By: Shannon Kantner Email
By: Shannon Kantner Email

It's just two days away from Independence Day, and State Fire Marshal Director Richard Miller said not every fireworks tent has been inspected.

"It's been a big challenge," Miller said.

Miller said that's because he only has about seven inspectors for the entire Lansing area.

"Our goal is to probably have all the tents inspected by Wednesday, so that's the big push for us," Miller said. "That's really huge for us."

The checklist inspectors take with them is also huge - that's if and when they show up. Vendors must comply with everything on the list or face possible penalties.

"The inspector checks for all the safety," Miller said. "He makes sure there are the proper number of exits, make sure there's no vehicles parked [too close], make sure all the electrical is up to code, making sure there's fire extinguishers, making sure their certificate is posted, and making sure it doesn't look like they're selling to minors, because you have to be 18 years old to purchase fireworks in the state."

Tent manager Robert Allen has done all that and more, including posting prominent signs with the age restriction, no smoking signs, and cones near every stake used to hold up the tent; however, after all of this, he still hasn't been visited by an inspector.

"What was frustrating for us is that we went through the hard work, we got the attorneys on board, made the calls to the state to make sure we complied, and then you know, competitors and other people didn't do that same," Allen said.

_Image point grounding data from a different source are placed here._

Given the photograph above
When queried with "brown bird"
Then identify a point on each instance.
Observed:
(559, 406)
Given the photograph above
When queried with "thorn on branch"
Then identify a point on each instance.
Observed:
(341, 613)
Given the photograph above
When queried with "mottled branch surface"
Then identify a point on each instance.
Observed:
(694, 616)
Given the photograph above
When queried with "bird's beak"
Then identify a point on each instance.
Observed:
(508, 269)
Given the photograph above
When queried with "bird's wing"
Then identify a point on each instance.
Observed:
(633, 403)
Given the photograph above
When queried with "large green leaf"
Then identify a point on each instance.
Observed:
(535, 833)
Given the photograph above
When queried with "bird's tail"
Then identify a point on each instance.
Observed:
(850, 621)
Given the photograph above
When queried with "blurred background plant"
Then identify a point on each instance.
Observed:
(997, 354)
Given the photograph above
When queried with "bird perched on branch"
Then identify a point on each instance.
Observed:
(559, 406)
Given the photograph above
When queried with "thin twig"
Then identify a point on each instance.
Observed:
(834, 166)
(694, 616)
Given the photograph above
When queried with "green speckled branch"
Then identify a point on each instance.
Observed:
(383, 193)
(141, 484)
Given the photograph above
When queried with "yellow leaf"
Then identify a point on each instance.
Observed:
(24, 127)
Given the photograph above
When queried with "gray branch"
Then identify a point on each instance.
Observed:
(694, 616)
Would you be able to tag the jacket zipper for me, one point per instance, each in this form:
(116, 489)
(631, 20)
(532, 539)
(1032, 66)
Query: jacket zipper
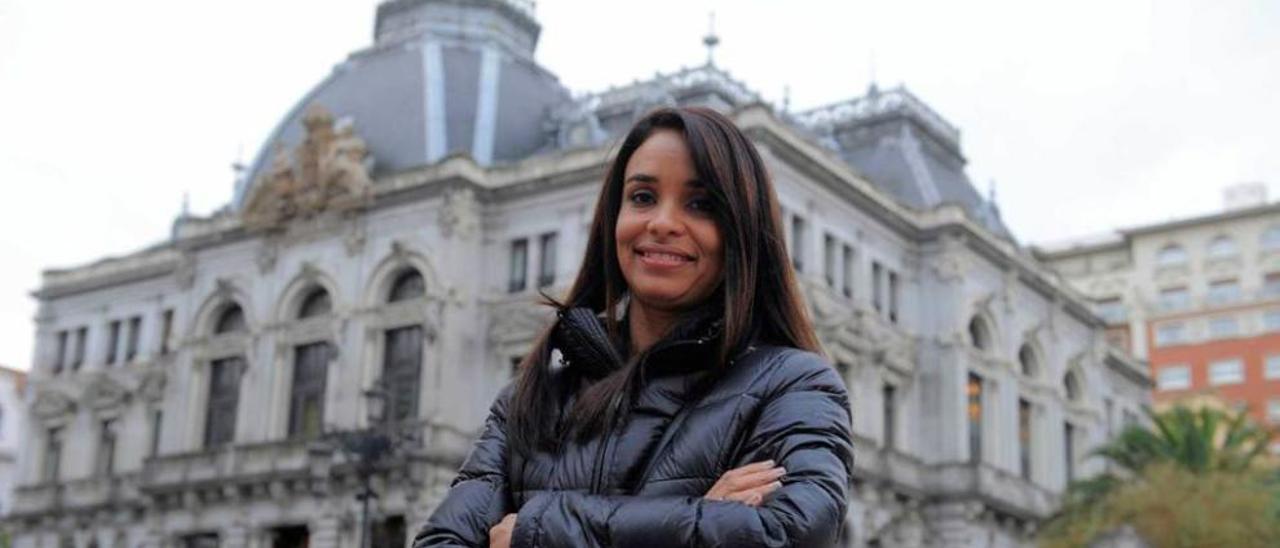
(602, 455)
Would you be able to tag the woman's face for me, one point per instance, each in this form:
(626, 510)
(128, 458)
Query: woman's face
(668, 245)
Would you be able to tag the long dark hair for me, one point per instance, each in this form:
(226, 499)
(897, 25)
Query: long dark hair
(760, 298)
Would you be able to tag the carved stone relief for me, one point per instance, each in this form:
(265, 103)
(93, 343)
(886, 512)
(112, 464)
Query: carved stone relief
(328, 172)
(53, 405)
(461, 214)
(105, 393)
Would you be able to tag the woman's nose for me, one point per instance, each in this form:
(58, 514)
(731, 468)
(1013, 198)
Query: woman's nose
(666, 220)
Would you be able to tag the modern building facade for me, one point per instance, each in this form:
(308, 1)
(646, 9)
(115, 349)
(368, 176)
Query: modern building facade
(13, 432)
(1198, 297)
(396, 233)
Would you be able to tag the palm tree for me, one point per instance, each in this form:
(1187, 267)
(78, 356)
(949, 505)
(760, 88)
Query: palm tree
(1183, 453)
(1197, 441)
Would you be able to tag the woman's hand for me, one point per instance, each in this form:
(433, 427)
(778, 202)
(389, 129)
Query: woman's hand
(499, 535)
(748, 484)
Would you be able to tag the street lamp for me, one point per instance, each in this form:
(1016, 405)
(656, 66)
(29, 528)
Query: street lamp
(366, 448)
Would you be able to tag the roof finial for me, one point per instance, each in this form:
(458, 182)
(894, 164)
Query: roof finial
(872, 90)
(711, 40)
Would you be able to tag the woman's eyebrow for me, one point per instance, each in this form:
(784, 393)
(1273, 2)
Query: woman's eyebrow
(641, 178)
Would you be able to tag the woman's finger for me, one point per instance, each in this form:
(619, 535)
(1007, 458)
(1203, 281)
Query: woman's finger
(753, 497)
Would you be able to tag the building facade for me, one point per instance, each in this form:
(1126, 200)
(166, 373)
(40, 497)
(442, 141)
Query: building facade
(396, 233)
(1198, 298)
(13, 432)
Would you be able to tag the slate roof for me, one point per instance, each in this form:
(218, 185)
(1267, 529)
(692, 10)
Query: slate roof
(425, 91)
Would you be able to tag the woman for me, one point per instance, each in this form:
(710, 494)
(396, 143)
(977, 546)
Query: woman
(677, 400)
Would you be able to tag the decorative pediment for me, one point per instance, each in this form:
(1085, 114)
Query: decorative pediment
(519, 323)
(328, 172)
(152, 386)
(105, 393)
(51, 405)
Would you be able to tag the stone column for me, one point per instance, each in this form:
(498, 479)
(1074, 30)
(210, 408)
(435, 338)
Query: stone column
(236, 535)
(325, 531)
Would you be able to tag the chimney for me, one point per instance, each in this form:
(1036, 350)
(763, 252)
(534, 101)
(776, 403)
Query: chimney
(1244, 196)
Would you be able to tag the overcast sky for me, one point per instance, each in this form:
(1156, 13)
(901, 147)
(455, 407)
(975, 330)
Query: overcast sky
(1088, 115)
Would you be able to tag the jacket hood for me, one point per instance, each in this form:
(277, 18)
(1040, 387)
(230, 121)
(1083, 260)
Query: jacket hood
(585, 345)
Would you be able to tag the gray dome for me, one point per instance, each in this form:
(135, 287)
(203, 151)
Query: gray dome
(443, 78)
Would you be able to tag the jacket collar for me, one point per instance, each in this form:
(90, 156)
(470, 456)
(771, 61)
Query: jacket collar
(585, 346)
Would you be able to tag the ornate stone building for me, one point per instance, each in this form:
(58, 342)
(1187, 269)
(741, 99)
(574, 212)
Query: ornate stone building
(1197, 297)
(396, 232)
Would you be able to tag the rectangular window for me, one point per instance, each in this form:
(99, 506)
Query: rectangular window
(1224, 292)
(401, 371)
(391, 531)
(50, 470)
(849, 272)
(106, 448)
(1271, 320)
(1223, 328)
(306, 402)
(1170, 334)
(1271, 284)
(1111, 310)
(1024, 438)
(60, 357)
(877, 274)
(81, 339)
(1271, 368)
(1174, 298)
(113, 341)
(828, 259)
(547, 259)
(156, 420)
(1128, 419)
(165, 332)
(131, 347)
(1174, 378)
(519, 265)
(1069, 451)
(892, 296)
(888, 397)
(974, 411)
(1225, 371)
(224, 377)
(200, 540)
(798, 237)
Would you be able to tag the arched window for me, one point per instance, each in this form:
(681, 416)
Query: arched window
(408, 284)
(979, 333)
(1028, 361)
(316, 304)
(1171, 255)
(1223, 247)
(231, 320)
(1072, 387)
(1271, 238)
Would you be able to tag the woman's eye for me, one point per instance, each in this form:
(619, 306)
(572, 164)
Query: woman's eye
(641, 197)
(704, 205)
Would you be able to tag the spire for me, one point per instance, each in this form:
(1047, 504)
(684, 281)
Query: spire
(711, 40)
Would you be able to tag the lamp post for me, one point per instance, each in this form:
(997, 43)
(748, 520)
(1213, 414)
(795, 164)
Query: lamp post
(366, 448)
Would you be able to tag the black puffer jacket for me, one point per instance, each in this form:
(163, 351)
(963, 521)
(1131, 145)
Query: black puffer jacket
(643, 484)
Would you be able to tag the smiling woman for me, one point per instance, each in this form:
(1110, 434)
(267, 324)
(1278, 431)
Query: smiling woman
(685, 405)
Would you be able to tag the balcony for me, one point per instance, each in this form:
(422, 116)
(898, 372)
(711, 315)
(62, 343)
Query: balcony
(272, 460)
(85, 493)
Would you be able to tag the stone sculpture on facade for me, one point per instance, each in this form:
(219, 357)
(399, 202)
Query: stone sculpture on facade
(328, 172)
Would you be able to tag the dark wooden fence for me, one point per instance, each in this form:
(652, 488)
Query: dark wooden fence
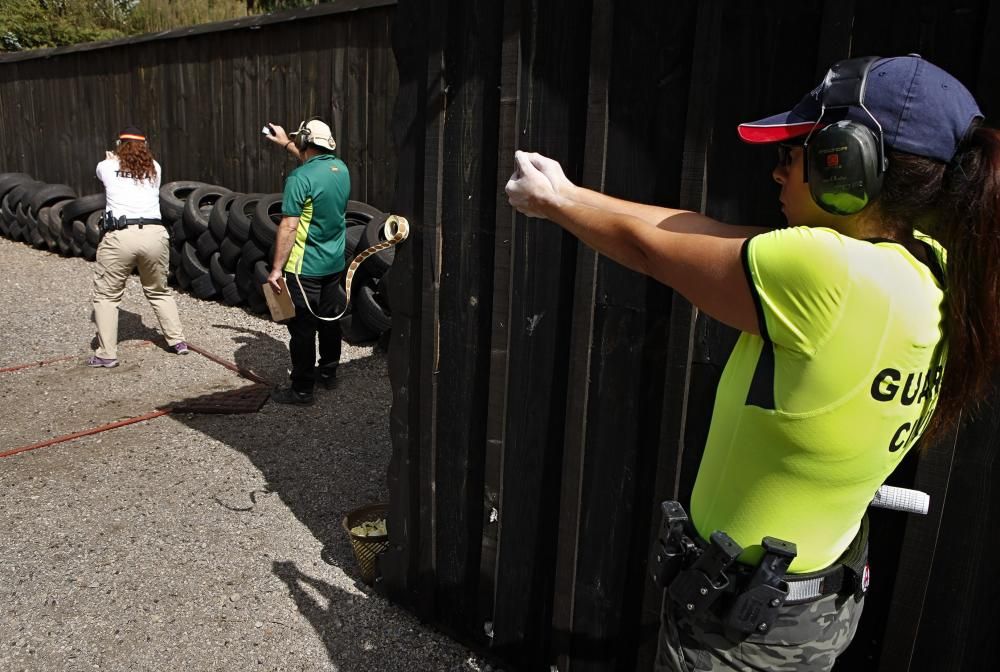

According to Miller, some of those competitors have been shut down. Law enforcement had to get involved, their merchandise was confiscated, and litigation is currently underway.

"There are people that have bootleg tents and sights set up, we can monitor that as best we can through our complaint department," Miller said.

Allen feels like the state just took on too much too soon.

"I think that it was very overwhelming for the state to be able to monitor so many," Allen said. "So that left us with a big question mark, should we have followed all the rules? And the answer at the end of the day is yes."

Allen oversees multiple tents around the state. Inspectors did make it to one of his in Jackson, and he said they told him it's the best they've seen. He said he's concerned about the inconsistencies with the system.

"As soon as we're all on board together, the cities, the states, and even us who have tents, I think that we'll be able to interpret the rules together, have one understanding, and then it can be safe for not only our community, but for communities that these tents are going in," Allen said.

Miller said they hope to learn from this experience and create a more timely schedule next year.

For now, Miller recommends customers check to see if a vendor is registered with the state before making any purchases.